Getting an interview scheduled is more than just making sure the candidate and interviewer’s schedules line up– it’s also the candidate taking a day off from their busy work schedule to come to your office.
While recruiters certainly shouldn’t be expected to work outside of work hours (though many of them do), conducting interviews between candidate outreach and regular meetings can create a lot of context switching. This makes it difficult to focus on one task well.
The case for weekend interviews
Candidates are encouraged not to prioritize their current job in favor of their potential new one, however, this can (and often will) put candidates in the awkward position of taking multiple days off.
It takes anywhere from 10-15 interviews to land an offer. With most job interviews taking an entire day (or more), the company that makes it the easiest to interview with them is the one that will nab candidates.
Opening up free time for candidates to interview on the weekends is a great way for them to have a candidate-driven experience.

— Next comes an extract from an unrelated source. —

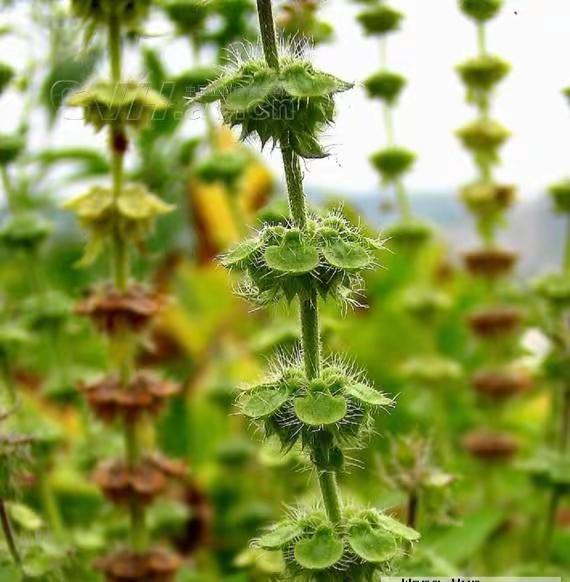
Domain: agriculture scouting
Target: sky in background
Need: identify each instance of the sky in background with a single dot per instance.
(534, 35)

However, it shouldn’t come at the expense of a recruiter’s time:
Are they worth it?
We all know that there are more jobs in the US than workers. Because of this, candidate experience is a key differentiator. There are many ways to create a great candidate experience, from giving goody bags at the onsite interview to replying to candidates in a timely manner.
Are weekend interviews part of that equation?

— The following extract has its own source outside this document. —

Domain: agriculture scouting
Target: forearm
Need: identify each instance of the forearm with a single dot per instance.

While weekend interviews open the opportunity to have a more flexible schedule for candidates, it can also give off the impression that candidates will be expected to work during weekends. Depending on your company culture, you might not want to give that impression.
Additionally, interviewers are expected to clear their weekend schedules in order to accommodate candidates. When the average onsite interview takes up to 45 minutes, this can quickly become an all-day event. (Which, of course, results in overtime payment.)

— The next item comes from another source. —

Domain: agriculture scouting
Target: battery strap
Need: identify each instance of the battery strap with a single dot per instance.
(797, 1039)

While candidates (and some interviewers) with busy schedules will welcome the opportunity to have an additional interview slot that fits into their schedule, it’s important to remember that the interview is a reflection of the company and the company’s culture. For many candidates, working weekends isn’t exactly what they’d like to picture.
How can you prioritize busy candidates?
If hosting weekend interviews isn’t something you see in your future, the initial question still remains: how can you interview busy candidates without overly disrupting their schedule?
A lot in the interview process has stayed the same since its inception, including how interviews are prioritized and scheduled. This is where technology and tools come in. With something as fast-paced as recruiting, introducing automation is one of the few ways that we can not only see every candidate– but also give every candidate a great experience.
On the most basic level, candidate-driven scheduling is putting the candidate in the driver’s seat to choose their interview. Candidates are busy– that’s why the idea of weekend interviews is even out there! By enabling candidates to choose their interview slot based on their interviewer(s)’ calendar, companies are equally prioritizing their candidates and interviewers.
At the end of the day, it’s the company with the fastest time to hire that succeeds, and you don’t need to open up additional interviewing days in order to do that!